Harness has the distinction of being one of the few DJs playing soulful vocal house to a dedicated gay crowd. While the gay dance scene in general has moved toward the harder, trance-inspired circuit sound, Harness has maintained a relationship with his local queer community. He's also watched his crowd change so now a lot more straight faces appear on the dance floor. Either way, he's happy as long as they're there for the right reasons.
"I still have a huge gay following, but also a strong straight following, and I love that. That's the best type of vibe. You want to be someplace where it's just people who appreciate music. I don't necessarily want to be in a room that's all men, although I like that. I get a lot of girls out these days -- I'm a gay man, but if I were straight, I'd be real happy. I'd be getting into a lot of trouble, but I'd be real happy," he laughs.
Harness has been a major force in San Francisco's house scene for the past 10 years, DJing in clubs regularly as well as bringing his sound to the airwaves through a well-loved but now defunct radio show called Yo Mama's House, which had a successful five-year run.
Dance music in general has had a hard time fitting into radio, especially in the U.S. Harness feels his sound could be integrated into a hiphop and R&B format -- it has similar roots -- but acknowledges that house music is a bit of a tough sell to black audiences these days.
"Back when house was first coming out of New York and Chicago, it wasn't hitting everywhere else the same way. The way it was pushed and marketed then on the West Coast, we didn't think of it as house music, we just thought they were R&B records.
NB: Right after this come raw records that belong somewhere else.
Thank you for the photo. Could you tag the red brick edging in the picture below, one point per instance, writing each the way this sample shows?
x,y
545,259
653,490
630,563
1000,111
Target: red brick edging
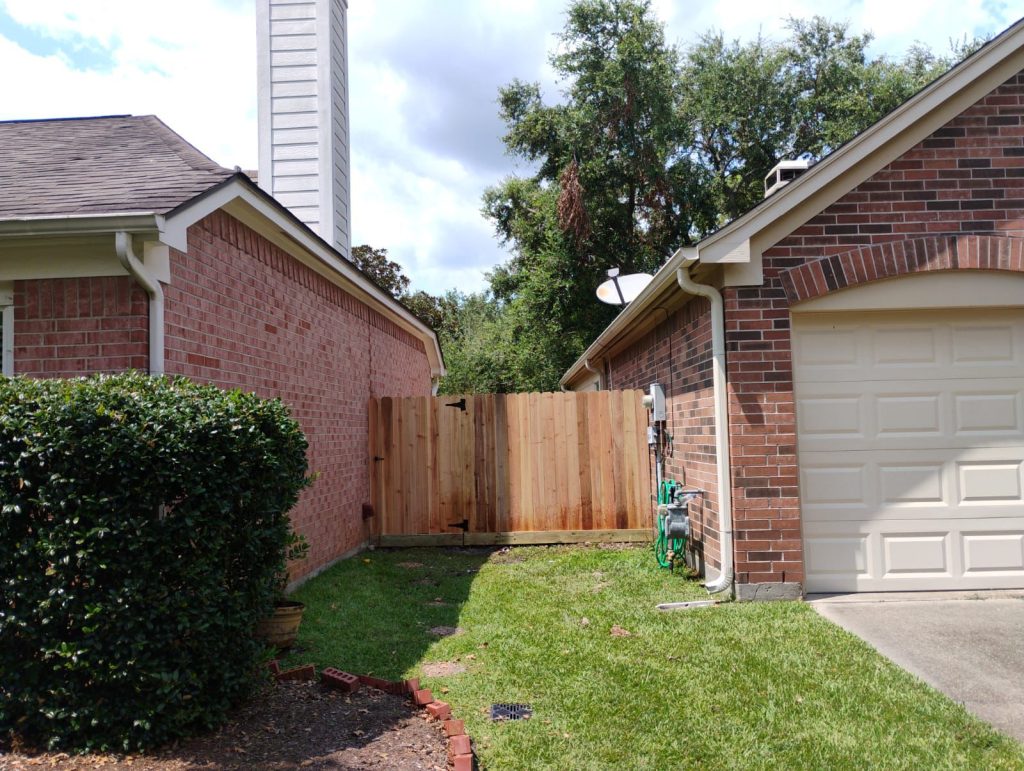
x,y
460,746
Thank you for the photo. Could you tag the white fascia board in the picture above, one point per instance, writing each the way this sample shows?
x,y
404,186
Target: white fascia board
x,y
870,151
743,239
254,210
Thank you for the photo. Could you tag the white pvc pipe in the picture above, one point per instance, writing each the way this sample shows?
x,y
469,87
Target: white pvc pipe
x,y
122,244
724,581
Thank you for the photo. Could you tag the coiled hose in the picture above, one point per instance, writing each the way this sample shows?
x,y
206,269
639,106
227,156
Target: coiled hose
x,y
666,549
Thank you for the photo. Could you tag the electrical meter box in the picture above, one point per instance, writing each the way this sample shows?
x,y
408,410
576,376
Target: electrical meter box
x,y
657,412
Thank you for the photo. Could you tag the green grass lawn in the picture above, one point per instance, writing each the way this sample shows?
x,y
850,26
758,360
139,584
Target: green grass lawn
x,y
740,685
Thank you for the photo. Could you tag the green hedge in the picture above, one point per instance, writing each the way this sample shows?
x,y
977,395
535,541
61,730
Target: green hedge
x,y
142,522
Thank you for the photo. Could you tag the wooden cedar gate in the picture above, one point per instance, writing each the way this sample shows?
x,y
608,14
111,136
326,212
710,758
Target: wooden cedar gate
x,y
513,468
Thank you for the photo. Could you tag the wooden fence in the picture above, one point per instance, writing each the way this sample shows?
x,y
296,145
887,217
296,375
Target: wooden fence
x,y
511,468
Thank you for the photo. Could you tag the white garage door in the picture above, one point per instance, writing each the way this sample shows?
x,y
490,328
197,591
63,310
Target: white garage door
x,y
910,433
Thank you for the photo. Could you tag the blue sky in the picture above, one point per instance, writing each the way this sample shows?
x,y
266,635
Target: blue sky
x,y
424,77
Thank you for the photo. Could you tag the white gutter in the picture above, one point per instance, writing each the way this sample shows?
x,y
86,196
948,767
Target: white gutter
x,y
82,224
122,244
725,579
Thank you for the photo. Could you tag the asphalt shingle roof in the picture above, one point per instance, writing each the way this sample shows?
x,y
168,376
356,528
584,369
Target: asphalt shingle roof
x,y
129,164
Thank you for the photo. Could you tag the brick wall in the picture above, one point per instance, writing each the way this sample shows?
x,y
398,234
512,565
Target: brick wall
x,y
241,312
924,211
955,201
69,327
677,354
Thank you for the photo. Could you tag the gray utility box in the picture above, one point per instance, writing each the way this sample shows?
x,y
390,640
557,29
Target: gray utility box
x,y
676,520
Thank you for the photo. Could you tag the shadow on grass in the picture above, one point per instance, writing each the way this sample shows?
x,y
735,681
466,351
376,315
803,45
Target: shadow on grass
x,y
373,614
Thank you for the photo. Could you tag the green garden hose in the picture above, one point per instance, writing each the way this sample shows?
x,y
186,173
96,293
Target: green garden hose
x,y
666,549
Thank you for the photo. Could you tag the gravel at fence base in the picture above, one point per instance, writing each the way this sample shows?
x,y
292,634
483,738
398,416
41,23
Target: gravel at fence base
x,y
290,726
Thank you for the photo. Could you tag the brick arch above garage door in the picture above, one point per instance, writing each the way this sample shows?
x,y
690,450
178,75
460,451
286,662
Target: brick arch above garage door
x,y
902,258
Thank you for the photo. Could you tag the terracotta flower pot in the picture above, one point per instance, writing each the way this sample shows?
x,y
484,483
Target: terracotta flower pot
x,y
282,627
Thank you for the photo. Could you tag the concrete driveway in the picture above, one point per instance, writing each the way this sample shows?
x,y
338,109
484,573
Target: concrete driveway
x,y
970,645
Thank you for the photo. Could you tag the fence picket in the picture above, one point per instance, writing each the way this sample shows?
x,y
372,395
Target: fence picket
x,y
564,463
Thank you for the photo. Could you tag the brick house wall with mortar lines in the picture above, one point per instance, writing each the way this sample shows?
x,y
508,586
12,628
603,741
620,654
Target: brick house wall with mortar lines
x,y
293,334
677,354
240,312
954,201
69,327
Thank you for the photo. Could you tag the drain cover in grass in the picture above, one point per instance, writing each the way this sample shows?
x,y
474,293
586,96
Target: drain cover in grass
x,y
511,712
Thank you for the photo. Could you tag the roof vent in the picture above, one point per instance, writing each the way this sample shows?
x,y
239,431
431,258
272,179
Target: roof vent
x,y
782,173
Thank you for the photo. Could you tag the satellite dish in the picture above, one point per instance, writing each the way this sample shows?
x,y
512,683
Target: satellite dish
x,y
622,290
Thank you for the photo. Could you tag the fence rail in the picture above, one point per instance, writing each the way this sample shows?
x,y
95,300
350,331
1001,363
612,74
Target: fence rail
x,y
509,463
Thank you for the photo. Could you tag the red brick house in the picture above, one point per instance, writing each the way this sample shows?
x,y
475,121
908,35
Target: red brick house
x,y
844,365
123,247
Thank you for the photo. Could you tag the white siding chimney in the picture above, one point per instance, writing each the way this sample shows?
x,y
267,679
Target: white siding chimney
x,y
302,52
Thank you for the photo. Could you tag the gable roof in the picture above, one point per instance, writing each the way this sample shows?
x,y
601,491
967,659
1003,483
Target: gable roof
x,y
121,163
87,176
741,242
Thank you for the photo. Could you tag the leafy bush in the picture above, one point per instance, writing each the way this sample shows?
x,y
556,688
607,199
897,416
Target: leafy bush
x,y
142,521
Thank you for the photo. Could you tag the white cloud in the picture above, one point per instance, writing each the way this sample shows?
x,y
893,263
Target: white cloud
x,y
424,79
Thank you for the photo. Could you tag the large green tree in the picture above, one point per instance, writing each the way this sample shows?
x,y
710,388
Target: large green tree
x,y
648,150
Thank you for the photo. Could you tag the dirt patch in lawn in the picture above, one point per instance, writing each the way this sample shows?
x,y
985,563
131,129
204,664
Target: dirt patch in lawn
x,y
442,669
291,726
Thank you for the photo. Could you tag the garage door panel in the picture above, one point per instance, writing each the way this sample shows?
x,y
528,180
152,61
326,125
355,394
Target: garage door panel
x,y
916,555
933,483
910,415
910,435
993,553
910,555
887,346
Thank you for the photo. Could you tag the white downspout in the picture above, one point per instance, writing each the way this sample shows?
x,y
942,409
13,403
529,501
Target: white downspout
x,y
724,581
122,244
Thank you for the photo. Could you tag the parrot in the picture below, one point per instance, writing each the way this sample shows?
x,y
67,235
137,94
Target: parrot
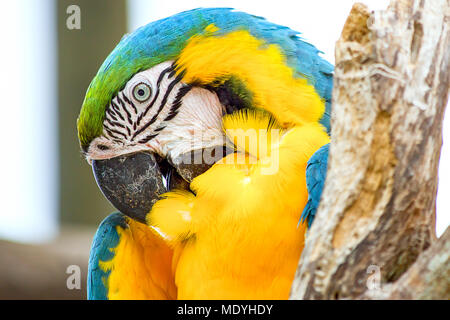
x,y
209,132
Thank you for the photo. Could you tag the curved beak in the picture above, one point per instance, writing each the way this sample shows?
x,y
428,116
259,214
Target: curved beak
x,y
132,183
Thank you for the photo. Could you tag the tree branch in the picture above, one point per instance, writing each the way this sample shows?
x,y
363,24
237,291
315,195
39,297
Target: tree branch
x,y
391,86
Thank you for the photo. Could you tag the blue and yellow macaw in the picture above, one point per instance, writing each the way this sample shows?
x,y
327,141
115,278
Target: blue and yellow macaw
x,y
209,132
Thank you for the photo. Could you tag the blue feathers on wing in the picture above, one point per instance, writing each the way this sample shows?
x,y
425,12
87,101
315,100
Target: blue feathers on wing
x,y
105,239
316,172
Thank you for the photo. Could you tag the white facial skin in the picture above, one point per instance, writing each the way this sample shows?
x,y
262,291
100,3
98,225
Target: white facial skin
x,y
145,116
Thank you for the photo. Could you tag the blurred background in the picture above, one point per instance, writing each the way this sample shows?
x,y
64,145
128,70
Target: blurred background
x,y
51,205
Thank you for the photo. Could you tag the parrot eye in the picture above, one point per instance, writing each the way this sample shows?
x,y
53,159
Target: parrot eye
x,y
141,92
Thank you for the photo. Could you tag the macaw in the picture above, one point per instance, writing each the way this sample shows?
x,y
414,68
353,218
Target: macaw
x,y
166,124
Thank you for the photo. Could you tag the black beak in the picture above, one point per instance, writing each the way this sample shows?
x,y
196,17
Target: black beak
x,y
132,183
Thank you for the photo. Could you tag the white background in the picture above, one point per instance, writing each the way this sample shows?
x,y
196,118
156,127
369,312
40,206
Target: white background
x,y
29,161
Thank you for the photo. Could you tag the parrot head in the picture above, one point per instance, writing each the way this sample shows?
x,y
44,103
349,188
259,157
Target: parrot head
x,y
151,119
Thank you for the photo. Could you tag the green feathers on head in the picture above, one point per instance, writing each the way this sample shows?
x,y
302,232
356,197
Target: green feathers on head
x,y
163,40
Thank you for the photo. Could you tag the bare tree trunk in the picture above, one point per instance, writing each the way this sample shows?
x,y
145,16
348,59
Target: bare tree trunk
x,y
377,212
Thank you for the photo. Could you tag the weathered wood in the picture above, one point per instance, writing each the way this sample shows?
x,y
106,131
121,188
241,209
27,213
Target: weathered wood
x,y
428,278
391,87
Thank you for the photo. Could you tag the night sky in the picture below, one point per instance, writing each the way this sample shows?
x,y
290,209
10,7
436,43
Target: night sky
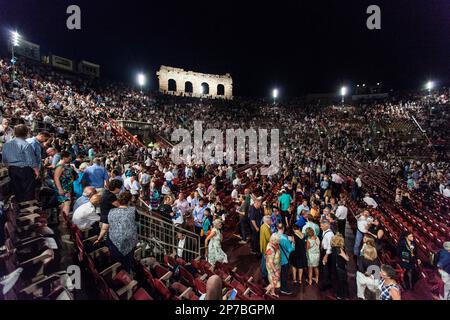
x,y
299,46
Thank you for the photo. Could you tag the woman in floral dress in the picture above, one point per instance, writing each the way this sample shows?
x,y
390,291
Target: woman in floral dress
x,y
273,264
62,182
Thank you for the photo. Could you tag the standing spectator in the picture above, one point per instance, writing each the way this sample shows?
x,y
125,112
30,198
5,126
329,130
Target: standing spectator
x,y
6,132
165,209
78,183
144,181
313,255
299,260
367,264
168,176
198,216
53,157
132,185
207,223
338,265
182,204
311,224
109,201
362,228
243,220
284,201
286,248
37,142
376,231
264,239
154,196
273,264
213,245
96,176
23,169
300,208
389,288
122,231
327,235
407,252
341,215
255,215
63,182
444,269
186,247
88,192
85,216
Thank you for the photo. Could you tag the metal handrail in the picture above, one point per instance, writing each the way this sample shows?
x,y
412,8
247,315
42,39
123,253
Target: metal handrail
x,y
167,231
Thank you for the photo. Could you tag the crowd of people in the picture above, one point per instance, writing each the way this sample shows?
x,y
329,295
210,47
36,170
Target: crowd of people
x,y
56,137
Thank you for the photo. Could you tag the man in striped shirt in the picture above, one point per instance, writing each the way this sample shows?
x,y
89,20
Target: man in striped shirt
x,y
23,168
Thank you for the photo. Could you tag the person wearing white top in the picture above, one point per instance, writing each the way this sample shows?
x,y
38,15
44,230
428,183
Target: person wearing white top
x,y
168,176
181,203
341,215
446,192
86,214
326,247
235,195
362,228
370,201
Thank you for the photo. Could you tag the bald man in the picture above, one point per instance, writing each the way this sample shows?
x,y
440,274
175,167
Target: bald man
x,y
88,192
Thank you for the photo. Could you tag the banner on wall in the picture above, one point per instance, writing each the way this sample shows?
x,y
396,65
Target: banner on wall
x,y
62,63
28,50
89,68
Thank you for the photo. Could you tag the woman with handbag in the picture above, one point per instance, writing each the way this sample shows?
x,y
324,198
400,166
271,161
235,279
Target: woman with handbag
x,y
338,268
367,264
407,252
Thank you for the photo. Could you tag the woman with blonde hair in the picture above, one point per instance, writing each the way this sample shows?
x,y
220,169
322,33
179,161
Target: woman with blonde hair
x,y
273,264
213,245
368,240
338,265
313,255
367,264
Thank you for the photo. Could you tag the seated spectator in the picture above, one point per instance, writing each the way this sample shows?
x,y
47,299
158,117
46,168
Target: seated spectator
x,y
367,264
78,183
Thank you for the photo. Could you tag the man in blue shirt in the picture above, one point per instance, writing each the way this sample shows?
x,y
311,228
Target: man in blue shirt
x,y
96,176
36,144
198,214
23,168
286,248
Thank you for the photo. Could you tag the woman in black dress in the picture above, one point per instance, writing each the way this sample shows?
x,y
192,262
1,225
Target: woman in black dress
x,y
299,261
338,265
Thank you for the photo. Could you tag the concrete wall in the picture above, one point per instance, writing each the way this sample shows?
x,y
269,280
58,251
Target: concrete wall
x,y
180,76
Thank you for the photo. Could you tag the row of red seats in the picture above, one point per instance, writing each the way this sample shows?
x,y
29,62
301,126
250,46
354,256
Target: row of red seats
x,y
31,246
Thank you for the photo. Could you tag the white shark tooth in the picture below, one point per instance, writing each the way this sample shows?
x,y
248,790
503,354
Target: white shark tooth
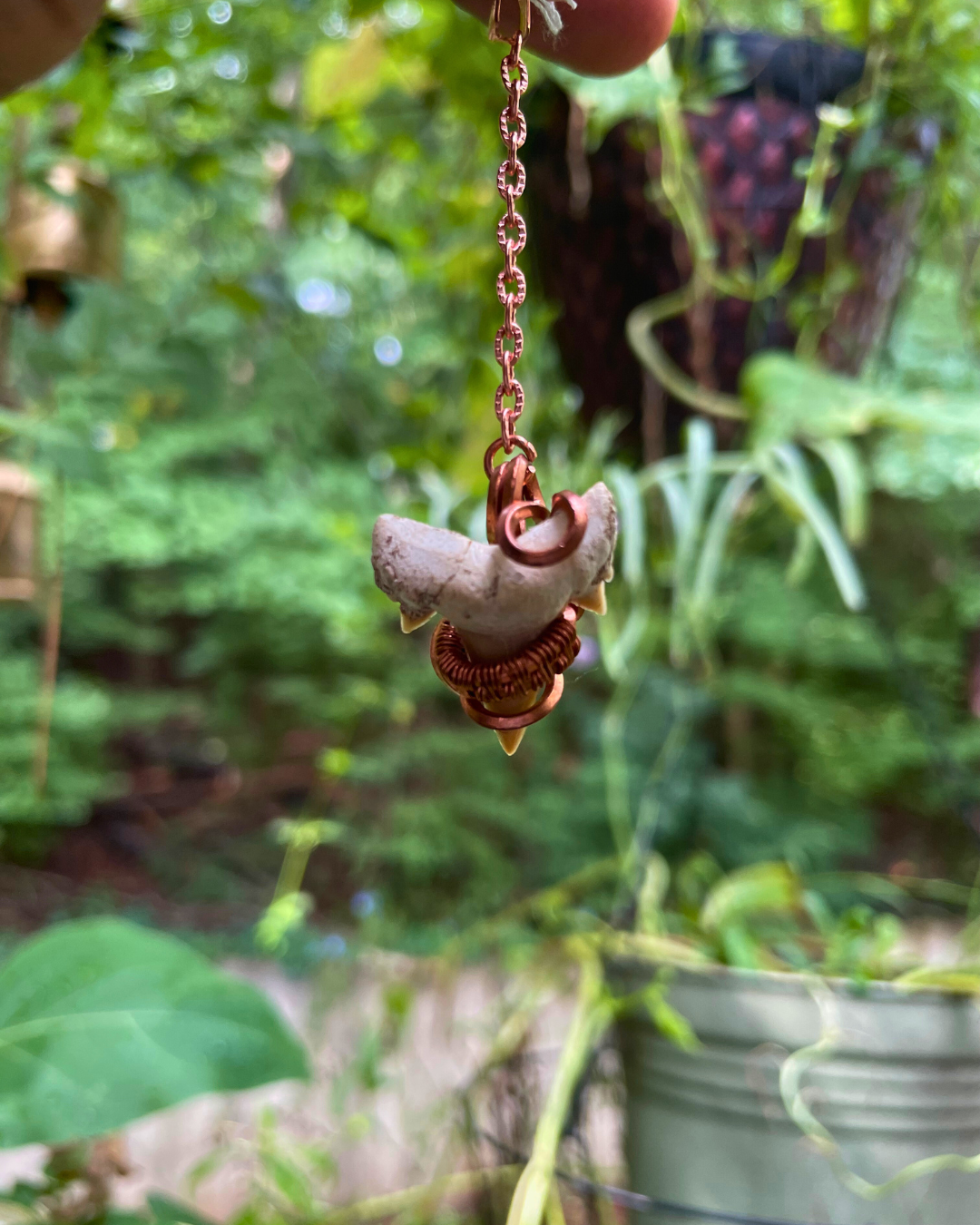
x,y
410,623
497,605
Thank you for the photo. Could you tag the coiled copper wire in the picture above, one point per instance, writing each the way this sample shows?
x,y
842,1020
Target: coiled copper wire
x,y
528,671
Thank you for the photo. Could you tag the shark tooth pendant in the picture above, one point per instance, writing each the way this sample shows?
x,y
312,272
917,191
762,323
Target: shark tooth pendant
x,y
508,606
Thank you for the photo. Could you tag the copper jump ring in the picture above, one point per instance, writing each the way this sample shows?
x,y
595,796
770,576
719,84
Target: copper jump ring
x,y
514,517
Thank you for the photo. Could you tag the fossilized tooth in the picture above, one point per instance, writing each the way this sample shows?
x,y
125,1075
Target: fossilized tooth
x,y
497,605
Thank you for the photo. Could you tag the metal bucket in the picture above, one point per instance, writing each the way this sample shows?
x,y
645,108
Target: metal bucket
x,y
708,1138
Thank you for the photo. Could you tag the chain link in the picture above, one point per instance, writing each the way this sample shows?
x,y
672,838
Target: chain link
x,y
512,237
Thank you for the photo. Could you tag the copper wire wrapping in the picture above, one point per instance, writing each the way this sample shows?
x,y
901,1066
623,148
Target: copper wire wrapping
x,y
529,671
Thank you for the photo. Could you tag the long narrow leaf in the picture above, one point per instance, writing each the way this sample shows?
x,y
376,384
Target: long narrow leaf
x,y
678,505
850,482
700,452
632,524
720,525
787,471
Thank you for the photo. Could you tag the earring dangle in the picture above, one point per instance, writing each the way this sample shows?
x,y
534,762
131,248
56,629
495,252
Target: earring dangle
x,y
510,606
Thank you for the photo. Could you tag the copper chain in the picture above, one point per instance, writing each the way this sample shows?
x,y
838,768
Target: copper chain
x,y
512,235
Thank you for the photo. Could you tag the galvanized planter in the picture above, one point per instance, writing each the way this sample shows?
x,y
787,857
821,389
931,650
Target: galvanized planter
x,y
708,1133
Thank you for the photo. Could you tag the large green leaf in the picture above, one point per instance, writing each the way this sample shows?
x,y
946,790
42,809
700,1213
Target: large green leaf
x,y
102,1022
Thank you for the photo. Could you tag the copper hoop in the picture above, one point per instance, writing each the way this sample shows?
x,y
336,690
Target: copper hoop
x,y
512,482
528,671
514,516
478,712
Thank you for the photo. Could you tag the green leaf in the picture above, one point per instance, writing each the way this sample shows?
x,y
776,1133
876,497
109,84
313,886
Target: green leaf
x,y
720,525
103,1022
844,461
761,888
700,454
650,910
672,1025
632,524
790,398
787,473
958,982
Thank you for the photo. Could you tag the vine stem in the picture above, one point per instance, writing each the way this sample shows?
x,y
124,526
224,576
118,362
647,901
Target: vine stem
x,y
52,650
790,1088
535,1197
452,1186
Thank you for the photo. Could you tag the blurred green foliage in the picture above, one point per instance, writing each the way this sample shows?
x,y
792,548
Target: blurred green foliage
x,y
301,339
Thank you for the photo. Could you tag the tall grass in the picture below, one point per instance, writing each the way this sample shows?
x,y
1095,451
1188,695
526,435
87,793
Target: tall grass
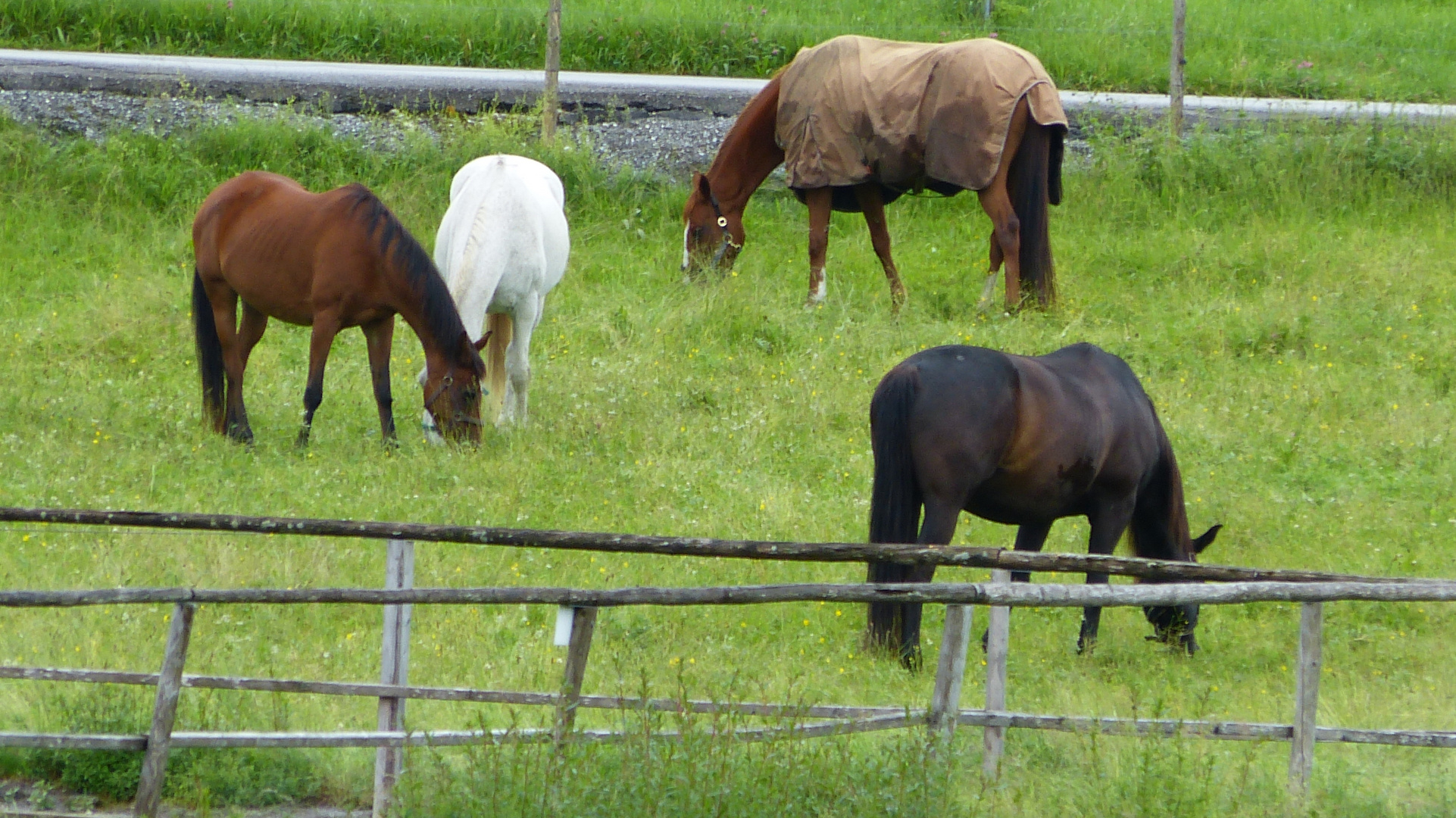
x,y
1285,296
1395,50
But today a lot of the black kids here don't realize that house music is part of their culture. It's kind of sad, really."
Harness is currently touring to promote his new mix CD, Loveslapped Vol. 2, a fun, groovy mix of deep and jazzy house featuring some of the biggest names in the genre, as well as a couple remixes and productions of his own. He can barely contain his excitement over bringing his sound to new dance floors and is especially thrilled to be making his first appearance in Toronto.
"I'm so nervous. I've played numerous times in Vancouver and I've played Montreal, but I've always wanted to play Toronto because I've been told that Toronto loves its house music. I just wish I were going there in the summer."